Potential Areas for Expanded Ministry

First, the team suggested that the church might create a detailed plan for teaching young people about resilience, balance, and wellness in the five domains of being: social, physical, emotional, mental, and spiritual. Next, the team took an assessment of the children’s and youth programs, run by Anna Bupp, at Christ United Church. Impressed by Bupp’s vibrant passion to do ministry well and to reach more kids through carefully planned events, the team suggested ideas for various outreach events and activities and a means of gaging student responses to these programs. These responses would contribute to assessing how the youth programs are meeting the needs of the students and helping them to grow in their walk with Christ.  From these suggestions flowed the team’s three key recommendations for this local church. 

Christ United Church youth director, Anna Bupp (right) with fellow members of the CRM's youth ministry affinity group in April, 2024.

They posited that Christ United Church can increase meaningful engagement with rising generations through personalized outreach, inclusive groups, and interactions on local college campuses.  Through personalized outreach, middle-school, high-school, and college students alike feel seen and are, thus, given the framework by which they will be willing to become involved in the life of the local church. Subsequently, the team suggested that this church establish, as a means of an inclusive group, a mentor program by which a group of girls can be consistently and deeply discipled by Anna Bupp. 

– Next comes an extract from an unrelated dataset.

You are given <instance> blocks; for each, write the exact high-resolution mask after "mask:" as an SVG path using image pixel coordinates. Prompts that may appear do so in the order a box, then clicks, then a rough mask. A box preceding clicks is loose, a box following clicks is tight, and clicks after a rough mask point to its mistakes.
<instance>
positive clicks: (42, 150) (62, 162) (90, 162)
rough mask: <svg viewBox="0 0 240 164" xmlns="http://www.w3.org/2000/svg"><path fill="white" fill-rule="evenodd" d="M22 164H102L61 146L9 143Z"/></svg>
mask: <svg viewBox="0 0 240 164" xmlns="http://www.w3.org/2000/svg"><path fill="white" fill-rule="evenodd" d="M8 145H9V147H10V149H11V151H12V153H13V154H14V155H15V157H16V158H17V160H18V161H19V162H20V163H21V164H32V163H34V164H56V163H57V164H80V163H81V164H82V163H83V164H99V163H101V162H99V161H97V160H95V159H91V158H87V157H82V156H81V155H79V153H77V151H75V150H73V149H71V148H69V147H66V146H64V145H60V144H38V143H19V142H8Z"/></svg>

Additionally, by fostering on campus interactions at local colleges (Grove City, Westminster, Slippery Rock), college students, who are hungry to become invested and to serve a local congregation, can be exposed to the needs and opportunities lying within the doors of nearby churches that they might not have heard of otherwise.  As the team shared, “one of our key findings is that youth have a desire to feel safe and seen.”  By mobilizing all congregant members to prioritize face-to-face, one-on-one interactions with younger generations for the purpose of extending love and care, rising generations receive the message that they are wanted and appreciated within the walls of the Church.

Pastor Jason Shepp (left) and youth director Anna Bupp (right) pose for a photo with the students after their presentation.

Final Reflections

Service-Learning Projects enhance the resources of the local church and deepen the meaning of the students’ work.  As team member Elise Sposato shared, “my favorite part of this project was the opportunity to get to know Christ United as well as their surrounding community on a deeper level. I also enjoyed seeing the progress of our research throughout the semester as it all connected and became our own.”

By carrying out rigorous academic work for the enrichment of the local church, students are exposed to the importance and value of offering up their giftings and capabilities to their church homes for the purpose of service. As students learn about the importance of steadfastly investing in a Church, the Church is given further means by which to thrive and expand their kingdom impact. With the Center for Rural Ministry as a bridge, students and churches are mutually and simultaneously further equipped for a life of ministry.


Emma Ruby, raised in central PA, is a writing intern for the PRM and a senior studying English, Christian Ministries, and Redemptive Entrepreneurship with the hope of spending a lifetime doing vocational ministry.